So there [are] lots of DaaS providers … but very, very few that can do it at scale and do it at the disruptive pricing that we have today.

You can continue using those 50 different tools that you currently use to deliver your solution, or you can focus on your core competency and let us do it from a single pane of glass. So I think that’s where we are today in the [workspace as a service] model as well.

CP: Where do you see CloudJumper and the workspace as a service market a year from now?

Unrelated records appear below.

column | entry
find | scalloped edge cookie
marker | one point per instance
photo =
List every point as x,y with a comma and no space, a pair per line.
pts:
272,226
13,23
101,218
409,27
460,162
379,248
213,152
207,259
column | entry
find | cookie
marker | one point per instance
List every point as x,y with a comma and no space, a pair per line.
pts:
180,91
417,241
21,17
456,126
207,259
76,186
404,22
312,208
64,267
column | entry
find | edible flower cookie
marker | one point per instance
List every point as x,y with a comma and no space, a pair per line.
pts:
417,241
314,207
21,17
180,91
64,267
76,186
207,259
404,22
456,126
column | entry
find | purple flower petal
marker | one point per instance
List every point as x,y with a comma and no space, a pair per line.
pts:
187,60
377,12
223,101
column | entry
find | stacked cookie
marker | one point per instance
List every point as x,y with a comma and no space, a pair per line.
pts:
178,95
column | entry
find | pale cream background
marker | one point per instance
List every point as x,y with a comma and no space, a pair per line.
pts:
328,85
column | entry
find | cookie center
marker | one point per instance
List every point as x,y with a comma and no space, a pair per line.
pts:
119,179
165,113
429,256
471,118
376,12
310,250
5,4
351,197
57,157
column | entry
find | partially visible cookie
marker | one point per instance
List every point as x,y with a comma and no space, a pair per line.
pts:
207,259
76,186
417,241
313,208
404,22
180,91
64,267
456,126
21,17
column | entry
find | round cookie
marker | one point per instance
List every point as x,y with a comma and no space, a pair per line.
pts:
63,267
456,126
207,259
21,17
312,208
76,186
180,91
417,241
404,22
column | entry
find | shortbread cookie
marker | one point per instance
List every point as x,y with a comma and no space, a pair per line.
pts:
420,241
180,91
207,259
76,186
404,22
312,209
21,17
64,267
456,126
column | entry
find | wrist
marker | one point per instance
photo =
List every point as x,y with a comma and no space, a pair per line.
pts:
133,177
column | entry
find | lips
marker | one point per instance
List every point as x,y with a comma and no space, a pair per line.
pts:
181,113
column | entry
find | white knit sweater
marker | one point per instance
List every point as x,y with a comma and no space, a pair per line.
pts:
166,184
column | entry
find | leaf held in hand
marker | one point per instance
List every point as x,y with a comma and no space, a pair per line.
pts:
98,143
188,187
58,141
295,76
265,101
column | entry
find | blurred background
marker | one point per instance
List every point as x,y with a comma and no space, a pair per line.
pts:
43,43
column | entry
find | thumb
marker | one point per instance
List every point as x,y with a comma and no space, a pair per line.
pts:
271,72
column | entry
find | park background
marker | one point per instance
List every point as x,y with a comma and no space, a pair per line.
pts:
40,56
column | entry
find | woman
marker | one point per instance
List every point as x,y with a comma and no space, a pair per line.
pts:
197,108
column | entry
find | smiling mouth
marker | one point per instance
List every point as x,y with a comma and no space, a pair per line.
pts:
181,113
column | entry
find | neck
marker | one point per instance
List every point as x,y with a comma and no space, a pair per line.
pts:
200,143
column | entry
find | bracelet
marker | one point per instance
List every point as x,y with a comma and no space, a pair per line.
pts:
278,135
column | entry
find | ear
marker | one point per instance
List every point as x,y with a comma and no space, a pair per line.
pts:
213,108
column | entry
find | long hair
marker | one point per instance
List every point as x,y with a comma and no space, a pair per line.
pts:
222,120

MP: From a sales perspective, I started roughly about a year ago and our sales have increased by an order of magnitude; we are onboarding more seats today by a factor of roughly 20 times than we were on the day that I started. So we’re seeing significant momentum there. And really, that’s kind of my background. To give you an idea, when I started at Kaseya, it was a $2-$4 million company in 2006, and by 2010, we were a $100 million company. The financials are obviously different than nGenx because it’s been around a long time, but that type of hyper growth is what we’re expecting and what we have been on target since I started with the company.

Obviously the market is changing and … I think we’re even earlier than the early adopter phase, so who knows exactly where the market is going to go. But I do see two trends. On the high end, you’ve got really large companies that are getting out of this business because they can’t do it cost effectively. On the low end … you’ve got a lot of these small companies that are now trying to get into this industry and offer a workspace solution. They’re going to enter the market, they’re going to make some noise, and there will be a time of consolidation and going out of business. So you’ll see that.

I think a year from now we’ll still be in the early adopter phase for this, so I think more entrants, smaller entrants will come into the market. I think you’re going to see significant adoption from MSPs because this really is kind of the next evolution of managed services. The economics made sense of moving servers to the cloud about four or five years ago, specifically from the point of what we’re doing. From a pricing perspective, we’re making the economics make sense as to workstations in the cloud, and then we’re giving the MSPs the tools to do this in a turnkey fashion.